Before leaving, Roland settles down for 15 minutes in an “observation space”, the time to see, for the volunteers of the Red Cross, whether he is tolerating the injection well. For him, as for those who will follow, the injection does not seem to cause any particular disorder.
The center wants to ramp up
“It’s not at all painful, it’s like the flu,” sweeps away Georges, who will be celebrating his 77 years in a month, with the back of his hand. The septuagenarian was impatiently waiting to be vaccinated. He had tried to secure an appointment elsewhere, but like many elderly people in Bagneux, his attempts were unsuccessful. “I am relieved now because I saw my children and grandchildren masked, it was starting to last,” he adds.

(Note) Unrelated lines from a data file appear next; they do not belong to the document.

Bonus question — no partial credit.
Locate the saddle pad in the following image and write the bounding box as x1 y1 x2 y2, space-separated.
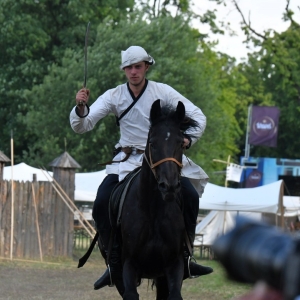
109 167 141 227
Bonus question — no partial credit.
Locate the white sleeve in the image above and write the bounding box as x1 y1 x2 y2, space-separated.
70 91 112 133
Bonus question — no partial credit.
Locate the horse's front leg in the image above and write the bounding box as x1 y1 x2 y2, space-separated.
123 260 139 300
165 256 184 300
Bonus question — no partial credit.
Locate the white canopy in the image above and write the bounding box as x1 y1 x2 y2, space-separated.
195 180 300 245
199 180 283 214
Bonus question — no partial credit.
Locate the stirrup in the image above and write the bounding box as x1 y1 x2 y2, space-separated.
188 256 200 279
107 265 115 287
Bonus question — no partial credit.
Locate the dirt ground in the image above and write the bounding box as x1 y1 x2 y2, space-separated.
0 255 155 300
0 253 219 300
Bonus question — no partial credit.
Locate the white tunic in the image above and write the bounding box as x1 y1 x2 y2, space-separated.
70 80 208 196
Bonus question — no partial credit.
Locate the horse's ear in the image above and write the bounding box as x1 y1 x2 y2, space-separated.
176 101 185 122
150 99 161 123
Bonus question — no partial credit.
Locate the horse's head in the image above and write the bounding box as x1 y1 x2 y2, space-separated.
145 100 197 201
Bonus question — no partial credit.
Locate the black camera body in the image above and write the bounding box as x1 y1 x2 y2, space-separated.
212 216 300 300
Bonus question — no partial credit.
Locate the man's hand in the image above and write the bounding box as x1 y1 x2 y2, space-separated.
76 88 90 116
76 88 90 106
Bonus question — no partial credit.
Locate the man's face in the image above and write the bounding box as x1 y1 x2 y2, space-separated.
124 61 149 86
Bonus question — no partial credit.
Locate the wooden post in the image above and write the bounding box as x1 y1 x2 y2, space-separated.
49 151 81 256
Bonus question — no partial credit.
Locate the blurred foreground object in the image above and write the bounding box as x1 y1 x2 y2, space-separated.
213 216 300 300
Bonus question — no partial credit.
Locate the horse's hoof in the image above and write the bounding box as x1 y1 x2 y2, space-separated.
183 261 214 279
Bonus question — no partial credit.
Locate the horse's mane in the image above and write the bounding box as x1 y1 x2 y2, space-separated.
150 104 199 138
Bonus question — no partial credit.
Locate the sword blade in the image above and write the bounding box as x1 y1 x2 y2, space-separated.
83 22 91 88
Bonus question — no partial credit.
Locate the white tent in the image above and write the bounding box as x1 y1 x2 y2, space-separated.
3 163 106 201
199 180 283 214
195 180 300 245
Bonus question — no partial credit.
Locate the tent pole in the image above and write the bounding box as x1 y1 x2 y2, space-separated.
10 130 15 260
279 181 284 229
244 104 252 160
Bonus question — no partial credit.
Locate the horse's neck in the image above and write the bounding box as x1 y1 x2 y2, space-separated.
138 159 161 208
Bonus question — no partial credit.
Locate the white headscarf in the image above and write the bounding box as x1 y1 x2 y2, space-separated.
120 46 155 70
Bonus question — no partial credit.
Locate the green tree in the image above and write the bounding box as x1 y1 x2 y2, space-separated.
0 0 134 161
26 14 243 183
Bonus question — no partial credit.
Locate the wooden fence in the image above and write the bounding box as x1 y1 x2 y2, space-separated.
0 179 74 259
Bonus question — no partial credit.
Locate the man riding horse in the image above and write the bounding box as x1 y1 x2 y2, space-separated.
70 46 213 290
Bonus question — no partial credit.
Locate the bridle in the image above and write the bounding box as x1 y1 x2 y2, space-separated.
144 144 183 180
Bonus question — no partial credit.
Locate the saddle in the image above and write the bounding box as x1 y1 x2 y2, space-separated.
109 167 141 228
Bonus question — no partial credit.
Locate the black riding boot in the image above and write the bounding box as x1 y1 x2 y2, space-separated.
183 233 213 279
94 230 124 295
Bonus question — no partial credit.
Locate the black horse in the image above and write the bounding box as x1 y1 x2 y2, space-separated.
121 100 197 300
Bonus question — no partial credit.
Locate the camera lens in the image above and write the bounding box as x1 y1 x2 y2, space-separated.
213 216 294 289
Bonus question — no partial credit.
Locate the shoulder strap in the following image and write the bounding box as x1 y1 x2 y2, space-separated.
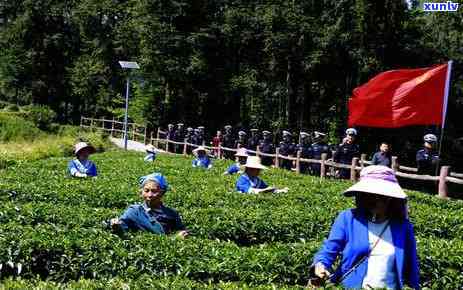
335 221 389 284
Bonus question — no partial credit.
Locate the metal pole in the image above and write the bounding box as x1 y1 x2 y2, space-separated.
124 77 130 150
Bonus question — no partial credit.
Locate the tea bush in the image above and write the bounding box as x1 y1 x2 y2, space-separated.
0 151 463 289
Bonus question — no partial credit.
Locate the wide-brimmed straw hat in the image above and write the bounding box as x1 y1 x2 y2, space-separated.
235 148 249 157
244 156 267 169
74 142 96 154
344 165 407 199
145 144 156 153
193 146 209 156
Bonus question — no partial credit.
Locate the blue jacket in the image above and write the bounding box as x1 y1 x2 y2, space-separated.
227 163 240 175
192 156 212 169
68 159 98 176
144 152 156 162
236 173 268 193
371 151 392 167
120 203 185 234
314 209 419 289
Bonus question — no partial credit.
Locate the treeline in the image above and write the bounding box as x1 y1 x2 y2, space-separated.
0 0 463 161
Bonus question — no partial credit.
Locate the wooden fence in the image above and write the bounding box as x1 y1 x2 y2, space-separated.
80 117 148 144
81 117 463 198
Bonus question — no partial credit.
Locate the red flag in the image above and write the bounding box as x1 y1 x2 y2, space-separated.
348 64 450 128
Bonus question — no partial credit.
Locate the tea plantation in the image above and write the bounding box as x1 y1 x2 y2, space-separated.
0 151 463 289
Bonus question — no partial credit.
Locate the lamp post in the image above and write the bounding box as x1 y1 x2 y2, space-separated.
119 61 140 150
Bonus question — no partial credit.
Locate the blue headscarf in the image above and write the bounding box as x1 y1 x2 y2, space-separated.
138 172 169 192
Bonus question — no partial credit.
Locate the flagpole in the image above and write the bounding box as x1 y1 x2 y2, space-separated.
436 60 453 176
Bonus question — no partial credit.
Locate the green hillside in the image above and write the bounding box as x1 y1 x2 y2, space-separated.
0 151 463 289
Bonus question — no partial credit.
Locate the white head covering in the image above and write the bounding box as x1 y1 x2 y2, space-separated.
344 165 407 199
193 146 209 156
235 148 249 157
244 156 267 169
74 142 96 154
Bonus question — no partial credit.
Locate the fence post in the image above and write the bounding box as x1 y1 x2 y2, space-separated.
320 153 328 178
154 127 159 148
391 156 399 172
360 153 367 169
350 157 359 181
275 148 280 168
132 124 137 141
111 117 114 137
439 166 450 199
296 150 301 173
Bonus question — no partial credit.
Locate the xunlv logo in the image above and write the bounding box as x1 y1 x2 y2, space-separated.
423 1 459 12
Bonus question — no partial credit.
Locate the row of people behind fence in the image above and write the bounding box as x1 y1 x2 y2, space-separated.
165 123 439 178
69 140 420 289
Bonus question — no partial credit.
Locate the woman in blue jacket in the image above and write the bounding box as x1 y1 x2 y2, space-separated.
311 165 419 289
192 146 212 169
68 142 98 178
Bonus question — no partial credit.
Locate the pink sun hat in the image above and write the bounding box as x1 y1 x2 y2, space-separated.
344 165 407 199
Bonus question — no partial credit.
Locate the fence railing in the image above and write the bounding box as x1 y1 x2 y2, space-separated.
81 117 463 198
80 117 148 144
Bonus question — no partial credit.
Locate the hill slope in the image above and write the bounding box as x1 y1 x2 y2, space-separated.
0 151 463 289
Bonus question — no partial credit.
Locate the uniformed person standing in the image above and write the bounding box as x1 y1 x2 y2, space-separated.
174 123 185 154
310 131 331 176
196 126 205 146
371 141 392 167
191 128 201 148
185 127 195 154
233 130 248 148
222 125 235 160
259 131 275 166
416 134 439 175
278 130 296 170
333 128 360 179
246 129 259 156
297 132 313 174
166 124 175 152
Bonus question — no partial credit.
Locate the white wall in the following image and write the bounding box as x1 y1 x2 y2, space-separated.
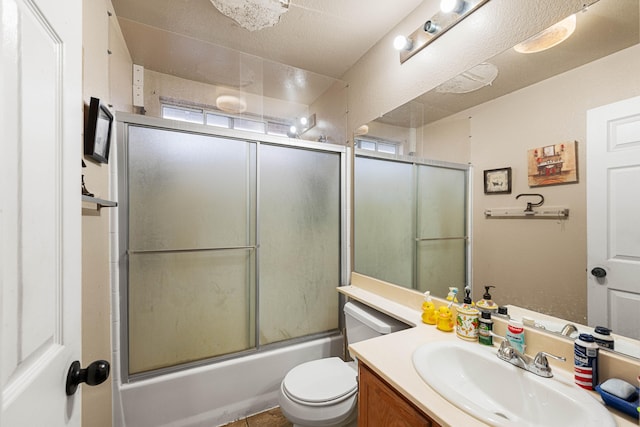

Beside him, Raymonde, 88, patient under the benevolent gaze of his daughter Martine, 63. The retired nurse scrambled for weeks to secure an appointment with her mother. In vain.
“We’ve been taking all our precautions with her for a year. I do all of her shopping. When we hold family reunions, it is in very small groups and with all the necessary precautions. There, we know that with the vaccine, she is not at risk of having a severe form of the disease, ”says Martine. The danger of infecting her mother reduced, the former nurse took the opportunity to offer her services to the management of the center.
The latter gladly accepts the help since the center wishes to ramp up in the coming weeks by going from four vaccination tents to five, or even six to vaccinate as many people as possible simultaneously.
The center is open Monday to Friday, 10 a.m. to 1 p.m. and 2 p.m. to 6 p.m. Appointment by phone at 01.45.36.13.50 and on Doctolib.